Efficient Kernel Methods For Large Scale Classification
Abstract
Classification algorithms have been widely used in many application domains. Most of these domains deal with massive collection of data and hence demand classification algorithms that scale well with the size of the data sets involved. A classification algorithm is said to be scalable if there is no significant increase in time and space requirements for the algorithm (without compromising the generalization performance) when dealing with an increase in the training set size. Support Vector Machine (SVM) is one of the most celebrated kernel based classification methods used in Machine Learning. An SVM capable of handling large scale classification problems will definitely be an ideal candidate in many real world applications. The training process involved in SVM classifier is usually formulated as a Quadratic Programing(QP) problem. The existing solution strategies for this problem have an associated time and space complexity that is (at least) quadratic in the number of training points. This makes the SVM training very expensive even on classification problems having a few thousands of training examples.

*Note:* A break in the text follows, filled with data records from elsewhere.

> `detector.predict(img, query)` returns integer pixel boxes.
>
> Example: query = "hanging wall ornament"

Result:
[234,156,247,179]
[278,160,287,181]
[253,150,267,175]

This thesis addresses the scalability of the training algorithms involved in both two class and multiclass Support Vector Machines. Efficient training schemes reducing the space and time requirements of the SVM training process are proposed as possible solutions. The classification schemes discussed in the thesis for handling large scale two class classification problems are a) Two selective sampling based training schemes for scaling Non-linear SVM and b) Clustering based approaches for handling unbalanced data sets with Core Vector Machine. To handle large scale multicalss classification problems, the thesis proposes Multiclass Core Vector Machine (MCVM), a scalable SVM based multiclass classifier. In MVCM, the multiclass SVM problem is shown to be equivalent to a Minimum Enclosing Ball (MEB) problem and is then solved using a fast approximate MEB finding algorithm. Experimental studies were done with several large real world data sets such as IJCNN1 and Acoustic data sets from LIBSVM page, Extended USPS data set from CVM page and network intrusion detection data sets of DARPA, US Defense used in KDD 99 contest. From the empirical results it is observed that the proposed classification schemes achieve good generalization performance at low time and space requirements. Further, the scalability experiments done with large training data sets have demonstrated that the proposed schemes scale well. A novel soft clustering scheme called Rough Support Vector Clustering (RSVC) employing the idea of Soft Minimum Enclosing Ball Problem (SMEB) is another contribution discussed in this thesis. Experiments done with a synthetic data set and the real world data set namely IRIS, have shown that RSVC finds meaningful soft cluster abstractions.